Вылетала орлом сизым

Та славная воля…

— Не могу, не могу, не могу! Брателки мои, не могу! — снова опустился он наземь. — Идем в Сечь, Христом-богом молю. Идем за счастьем, за радостью. Нет, ты постой, погоди, кум-куманек, немытый, немазаный! Я тебе еще песню сыграю. Ой, и разжалоблю! Плачь, загодя плачь.

И запел с подвыванием, проголосно:

Аооой, сбиралыся козаченькы

В раннюю-юю ой денныцю

Злиталыся ооо… орлыченькы,

Чуюючы доб… ы… хр… хрр…

К великому удивлению Выводкова, Воробей, вместо того чтобы произнести последний слог, непостижимым образом зычно захрапел.

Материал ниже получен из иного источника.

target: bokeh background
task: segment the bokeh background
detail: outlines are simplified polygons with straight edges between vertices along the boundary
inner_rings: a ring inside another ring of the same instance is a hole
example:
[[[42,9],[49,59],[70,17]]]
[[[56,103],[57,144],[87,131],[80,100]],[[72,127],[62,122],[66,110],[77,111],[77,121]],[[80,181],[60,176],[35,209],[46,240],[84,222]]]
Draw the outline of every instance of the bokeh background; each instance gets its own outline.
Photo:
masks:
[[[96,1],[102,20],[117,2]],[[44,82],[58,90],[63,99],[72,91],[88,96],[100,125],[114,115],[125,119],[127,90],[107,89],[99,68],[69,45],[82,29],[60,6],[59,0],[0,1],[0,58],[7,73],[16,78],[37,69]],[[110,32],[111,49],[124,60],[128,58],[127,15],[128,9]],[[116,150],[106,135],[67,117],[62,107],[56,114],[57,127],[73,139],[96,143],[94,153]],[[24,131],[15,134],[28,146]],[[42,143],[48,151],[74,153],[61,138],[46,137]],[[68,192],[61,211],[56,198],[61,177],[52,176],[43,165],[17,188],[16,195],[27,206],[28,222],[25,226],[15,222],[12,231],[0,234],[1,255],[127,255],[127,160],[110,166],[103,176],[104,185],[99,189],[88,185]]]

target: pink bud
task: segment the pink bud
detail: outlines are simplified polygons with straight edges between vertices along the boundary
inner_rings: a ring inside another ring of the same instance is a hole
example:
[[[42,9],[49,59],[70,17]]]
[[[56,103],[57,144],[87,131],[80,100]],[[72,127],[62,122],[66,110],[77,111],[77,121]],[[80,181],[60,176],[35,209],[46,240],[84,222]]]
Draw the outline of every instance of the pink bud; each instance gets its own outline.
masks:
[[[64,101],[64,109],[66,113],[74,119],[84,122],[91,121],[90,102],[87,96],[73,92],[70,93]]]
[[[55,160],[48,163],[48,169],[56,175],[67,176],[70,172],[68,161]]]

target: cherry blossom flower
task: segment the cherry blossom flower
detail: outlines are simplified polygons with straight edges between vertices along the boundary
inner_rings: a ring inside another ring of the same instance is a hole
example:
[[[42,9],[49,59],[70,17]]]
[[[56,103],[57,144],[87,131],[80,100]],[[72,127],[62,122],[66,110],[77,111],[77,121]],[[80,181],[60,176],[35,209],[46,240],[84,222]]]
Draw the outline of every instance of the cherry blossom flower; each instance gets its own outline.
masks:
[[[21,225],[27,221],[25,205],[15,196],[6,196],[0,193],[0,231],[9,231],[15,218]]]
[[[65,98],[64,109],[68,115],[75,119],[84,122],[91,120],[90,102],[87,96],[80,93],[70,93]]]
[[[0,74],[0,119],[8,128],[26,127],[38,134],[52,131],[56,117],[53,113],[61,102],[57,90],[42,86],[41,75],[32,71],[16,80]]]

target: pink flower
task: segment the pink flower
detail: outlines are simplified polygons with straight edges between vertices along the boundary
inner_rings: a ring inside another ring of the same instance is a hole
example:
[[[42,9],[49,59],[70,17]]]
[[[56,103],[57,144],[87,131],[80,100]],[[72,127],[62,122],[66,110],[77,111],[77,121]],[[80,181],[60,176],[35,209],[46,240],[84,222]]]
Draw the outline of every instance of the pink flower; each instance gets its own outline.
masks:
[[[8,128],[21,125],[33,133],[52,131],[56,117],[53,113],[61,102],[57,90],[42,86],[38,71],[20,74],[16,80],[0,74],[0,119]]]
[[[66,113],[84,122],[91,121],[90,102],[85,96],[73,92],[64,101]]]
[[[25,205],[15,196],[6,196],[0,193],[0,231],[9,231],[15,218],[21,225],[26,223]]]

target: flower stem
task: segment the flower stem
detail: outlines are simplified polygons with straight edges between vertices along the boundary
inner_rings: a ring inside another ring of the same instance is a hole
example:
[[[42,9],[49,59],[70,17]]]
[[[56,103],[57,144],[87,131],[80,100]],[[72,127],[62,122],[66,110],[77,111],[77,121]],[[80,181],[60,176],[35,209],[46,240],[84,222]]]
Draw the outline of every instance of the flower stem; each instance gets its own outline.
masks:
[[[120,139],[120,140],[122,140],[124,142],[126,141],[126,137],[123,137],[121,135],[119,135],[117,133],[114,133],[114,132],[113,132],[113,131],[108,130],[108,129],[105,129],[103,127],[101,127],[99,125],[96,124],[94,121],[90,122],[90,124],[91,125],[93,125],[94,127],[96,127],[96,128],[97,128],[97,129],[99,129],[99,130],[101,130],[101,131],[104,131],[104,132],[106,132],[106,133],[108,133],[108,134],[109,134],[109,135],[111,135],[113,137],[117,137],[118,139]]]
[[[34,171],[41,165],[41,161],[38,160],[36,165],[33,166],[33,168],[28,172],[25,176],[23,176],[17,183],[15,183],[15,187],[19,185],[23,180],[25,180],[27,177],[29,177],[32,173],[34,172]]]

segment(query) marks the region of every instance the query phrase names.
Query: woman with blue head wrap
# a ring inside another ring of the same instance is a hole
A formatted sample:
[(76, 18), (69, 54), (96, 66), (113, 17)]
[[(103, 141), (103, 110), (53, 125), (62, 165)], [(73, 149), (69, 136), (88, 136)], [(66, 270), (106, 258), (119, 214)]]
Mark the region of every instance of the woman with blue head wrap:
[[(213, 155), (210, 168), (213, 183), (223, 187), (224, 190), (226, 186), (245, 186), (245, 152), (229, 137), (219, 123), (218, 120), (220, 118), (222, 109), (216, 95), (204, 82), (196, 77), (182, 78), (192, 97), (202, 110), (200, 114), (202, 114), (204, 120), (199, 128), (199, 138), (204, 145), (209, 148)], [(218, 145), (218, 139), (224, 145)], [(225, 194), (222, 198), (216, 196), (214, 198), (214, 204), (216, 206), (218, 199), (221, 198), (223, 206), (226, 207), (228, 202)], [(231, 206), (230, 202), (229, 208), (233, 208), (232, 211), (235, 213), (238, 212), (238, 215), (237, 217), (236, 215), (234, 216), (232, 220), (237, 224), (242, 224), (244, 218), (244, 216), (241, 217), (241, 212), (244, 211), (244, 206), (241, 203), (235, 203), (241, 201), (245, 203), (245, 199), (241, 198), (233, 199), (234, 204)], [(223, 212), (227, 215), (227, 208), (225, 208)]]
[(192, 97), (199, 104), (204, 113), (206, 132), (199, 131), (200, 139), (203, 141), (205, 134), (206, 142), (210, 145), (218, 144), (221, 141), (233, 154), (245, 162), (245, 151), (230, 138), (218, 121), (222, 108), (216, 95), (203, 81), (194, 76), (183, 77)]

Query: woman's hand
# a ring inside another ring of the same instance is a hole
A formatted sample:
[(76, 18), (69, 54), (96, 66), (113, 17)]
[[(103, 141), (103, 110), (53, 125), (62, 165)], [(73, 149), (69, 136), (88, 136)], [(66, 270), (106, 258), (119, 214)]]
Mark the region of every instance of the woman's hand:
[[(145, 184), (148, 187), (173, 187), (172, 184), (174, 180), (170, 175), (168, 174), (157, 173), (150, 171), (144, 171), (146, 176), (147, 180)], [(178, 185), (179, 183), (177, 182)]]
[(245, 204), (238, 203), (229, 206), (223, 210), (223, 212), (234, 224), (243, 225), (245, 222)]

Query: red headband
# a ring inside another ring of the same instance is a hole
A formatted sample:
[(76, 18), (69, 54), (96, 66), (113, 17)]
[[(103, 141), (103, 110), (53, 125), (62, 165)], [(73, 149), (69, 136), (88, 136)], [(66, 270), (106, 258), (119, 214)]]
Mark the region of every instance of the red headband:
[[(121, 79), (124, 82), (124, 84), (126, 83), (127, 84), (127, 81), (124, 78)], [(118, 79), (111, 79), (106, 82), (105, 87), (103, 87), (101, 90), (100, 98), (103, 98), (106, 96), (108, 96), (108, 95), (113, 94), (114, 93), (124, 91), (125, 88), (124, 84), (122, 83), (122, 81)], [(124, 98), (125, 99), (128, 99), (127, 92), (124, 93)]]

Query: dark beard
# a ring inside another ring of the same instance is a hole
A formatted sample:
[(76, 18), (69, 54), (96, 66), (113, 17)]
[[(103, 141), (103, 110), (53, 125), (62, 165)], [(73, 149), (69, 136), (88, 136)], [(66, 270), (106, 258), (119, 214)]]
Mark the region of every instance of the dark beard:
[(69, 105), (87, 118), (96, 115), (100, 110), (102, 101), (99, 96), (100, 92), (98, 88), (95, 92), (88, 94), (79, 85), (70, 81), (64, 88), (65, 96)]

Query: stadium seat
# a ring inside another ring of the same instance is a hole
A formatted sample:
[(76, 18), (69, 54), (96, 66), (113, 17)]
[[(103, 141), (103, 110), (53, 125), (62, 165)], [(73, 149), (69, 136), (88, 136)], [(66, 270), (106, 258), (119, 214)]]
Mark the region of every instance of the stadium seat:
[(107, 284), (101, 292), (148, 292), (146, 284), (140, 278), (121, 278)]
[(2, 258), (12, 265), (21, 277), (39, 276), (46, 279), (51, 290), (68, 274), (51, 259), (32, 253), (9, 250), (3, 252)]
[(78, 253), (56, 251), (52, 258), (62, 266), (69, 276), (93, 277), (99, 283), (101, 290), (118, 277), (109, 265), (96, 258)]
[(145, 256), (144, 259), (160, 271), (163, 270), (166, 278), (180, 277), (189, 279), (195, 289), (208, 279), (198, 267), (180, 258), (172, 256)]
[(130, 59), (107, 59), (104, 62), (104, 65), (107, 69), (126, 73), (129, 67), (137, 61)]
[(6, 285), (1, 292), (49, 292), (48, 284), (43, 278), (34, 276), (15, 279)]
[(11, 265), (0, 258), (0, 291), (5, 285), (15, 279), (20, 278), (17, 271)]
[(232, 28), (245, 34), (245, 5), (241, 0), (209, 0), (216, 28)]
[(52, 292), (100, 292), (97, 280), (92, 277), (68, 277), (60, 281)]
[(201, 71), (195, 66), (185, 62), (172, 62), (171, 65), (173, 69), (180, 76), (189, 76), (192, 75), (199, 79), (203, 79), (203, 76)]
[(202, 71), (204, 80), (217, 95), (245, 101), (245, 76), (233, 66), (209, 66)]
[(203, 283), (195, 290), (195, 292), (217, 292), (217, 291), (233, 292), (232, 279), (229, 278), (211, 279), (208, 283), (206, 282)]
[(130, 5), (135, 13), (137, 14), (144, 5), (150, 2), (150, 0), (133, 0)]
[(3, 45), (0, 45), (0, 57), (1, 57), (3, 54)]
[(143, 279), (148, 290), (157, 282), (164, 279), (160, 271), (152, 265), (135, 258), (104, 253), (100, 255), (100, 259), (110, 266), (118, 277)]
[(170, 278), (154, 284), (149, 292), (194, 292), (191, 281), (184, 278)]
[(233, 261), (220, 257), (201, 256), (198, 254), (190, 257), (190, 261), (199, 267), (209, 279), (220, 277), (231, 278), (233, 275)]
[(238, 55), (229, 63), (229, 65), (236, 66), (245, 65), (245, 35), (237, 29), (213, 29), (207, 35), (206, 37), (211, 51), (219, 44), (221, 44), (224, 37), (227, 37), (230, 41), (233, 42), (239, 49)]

А утром, едва проснувшись, он сразу же продолжил вчерашний разговор. Такая настойчивость заставила Никиту насторожиться. «Почему он так уговаривает идти в Запорожье? Нет ли тут какого подвоха? Соблазнит чего доброго, а потом сам же и выдаст. Недаром даже Егорыч — на что прост был душою, а и тот не верил ему».

— Хватит, надоело! — нахмурился Никита. — Тра-та-та, тра-та-та! В ушах звон пошел. — Он остановился и с издевкой спросил: — А коли там молочные реки, кисельные берега, какого лешего ты к нам вернулся?

— Хи-хи-хи-хи! — зашелся Воробей, — Прогнали казаки, обиделись на меня на безгрешного. А за что? Вот за что: «За кошем делай что хочешь, — как упреждал дид запорожец, — а в кошу нет пощады ворам».

— Попался, значит?

— Так, так, браток. Да, да, угадал.

— Жаль, жаль…

— Чего уж жалеть! Слава богу, живым хоть оставили.

— Вот то-то и жалко! По мне, Воробей, давно пора ворону заклевать тебя насмерть.

— Я тебе заклюю! Хо-хо-хо-хо! Нет, я так, не бойся, не буду бить, — отскакивая в сторону, чтобы спастись от поднятого Никитою для удара кулака, захохотал Воробей. — Экий, право, ты норовистый… Хочешь, расскажу, как было дело?

— Рассказывай.

Из его слов, часто прерываемых скоморошьими шутками и уморительным кривляньем, Никита узнал, что Воробей, весело живя у запорожцев, начал заметно худеть, задумываться о чем-то невеселом и почти не прикасался к горилке. По ночам, оставаясь с глазу на глаз со своим закадычным другом Харцызом, он плаксиво жаловался на свою «злую долю» и на «нечистую силу», которая соблазняет его утопиться в Днепре. По чужому добру стосковался.

Прошло еще несколько дней, и Воробей почувствовал, что больше не в силах бороться с искушением. Виною тому были добытые где-то одним из запорожцев червоные, с золотыми подковами чеботы. Жизнь без них показалась Воробью пустой и бесцельной.

Поздней ночью он пробрался в курень и нащупал чеботы, стоявшие у изголовья казака. Только что он их взял, как раздался хриплый голос казака: «Ну, ну, блукайте тут!»

От неожиданности Воробей разжал руки. Чеботы грохнули на грудь запорожца.

Трое суток продержали Воробья на площади, прикованным к позорному столбу. Рой комаров облепил его тело. У столба, на столе, стояло ведерко с горилкой. Полные презрения, подходили запорожцы к преступнику и тыкали краем ведерка в мертвенно сжатые губы: «Пей, бисов сын! Пей, штоб ты сказывся!»